For the first time since 2009, US Deficit Spending On the Rise.
Importantly, receipts are up only 1%, but government spending is up 5%.
The deficit does not count “off budget” items like Social Security and student debt, but let’s take a look at what they do count.
The U.S. budget deficit as a share of the economy widened for the first time in seven years, marking a turning point in the nation’s fiscal outlook as an aging population boosts government spending and debt.
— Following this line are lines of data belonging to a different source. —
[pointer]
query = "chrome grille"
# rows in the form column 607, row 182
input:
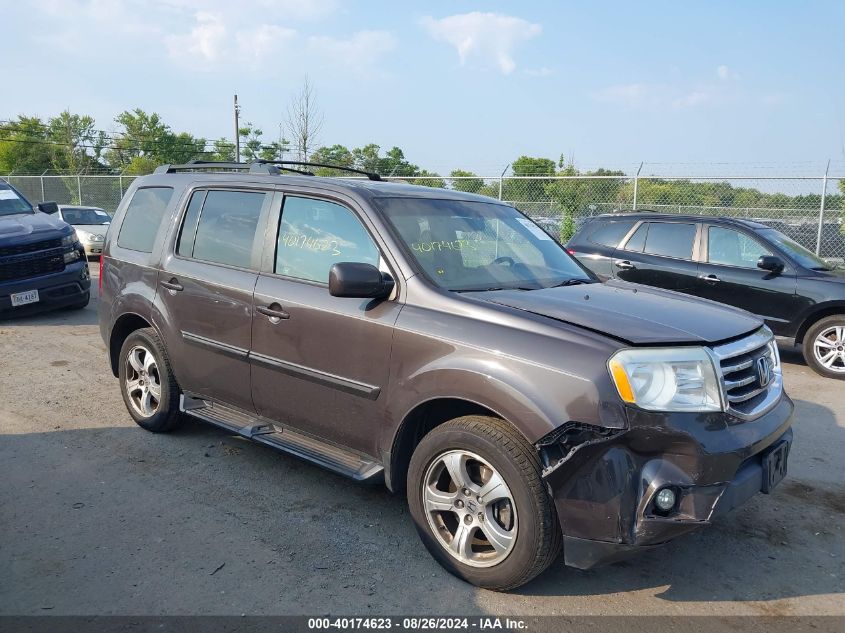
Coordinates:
column 750, row 375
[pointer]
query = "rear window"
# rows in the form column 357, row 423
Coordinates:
column 143, row 217
column 610, row 233
column 670, row 239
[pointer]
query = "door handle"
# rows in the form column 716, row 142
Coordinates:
column 173, row 285
column 274, row 312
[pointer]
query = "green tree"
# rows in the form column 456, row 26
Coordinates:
column 469, row 182
column 24, row 146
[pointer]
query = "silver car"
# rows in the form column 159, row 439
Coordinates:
column 91, row 224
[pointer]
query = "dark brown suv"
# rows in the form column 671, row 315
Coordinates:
column 445, row 344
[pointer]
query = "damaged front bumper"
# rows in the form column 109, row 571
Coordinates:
column 604, row 482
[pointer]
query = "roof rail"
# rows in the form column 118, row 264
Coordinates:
column 256, row 167
column 369, row 174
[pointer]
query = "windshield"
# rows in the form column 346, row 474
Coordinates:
column 73, row 215
column 801, row 255
column 11, row 202
column 464, row 246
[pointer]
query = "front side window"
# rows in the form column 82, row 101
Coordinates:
column 11, row 203
column 143, row 217
column 733, row 248
column 316, row 234
column 465, row 246
column 227, row 225
column 670, row 239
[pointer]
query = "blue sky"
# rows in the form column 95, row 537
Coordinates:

Spending exceeded revenue by $587.4 billion in the 12 months to Sept. 30, compared with a $439.1 billion deficit in fiscal 2015, the Treasury Department said Friday in a report released in Washington. That was in line with a Congressional Budget Office estimate on Oct. 7 for a shortfall of $588 billion. As a share of gross domestic product, the shortfall rose to 3.2 percent from 2.5 percent a year earlier, the first such increase since 2009, government figures show.
“The slowdown in tax collections suggests some cooling in labor market activity,” said Gennadiy Goldberg, a strategist at TD Securities LLC in New York. He sees the higher budget deficits implying more borrowing needs by Treasury.
The Treasury said receipts in fiscal 2016 totaled $3.27 trillion, or 17.8 percent of GDP, while spending totaled $3.85 trillion, or 20.9 percent of GDP. Receipts rose $18 billion from fiscal 2015, while outlays jumped $166 billion, the figures showed. The department cited higher spending on Social Security, Medicare, Medicaid and interest on government debt.
For September, which is the final month in the fiscal calendar, the government reported a $33.4 billion surplus. That was lower than the $90.9 billion surplus a year earlier, in part due to calendar adjustments, according to the Treasury.
Receipts Up 1 Percent
Slowing receipts in the face of all this alleged hiring suggests the alleged hiring is way overstated. This is yet another sign that failure to weed out duplicate social security numbers results in double-counting employment.
One way or another, whatever jobs we do create have not done much for tax revenue.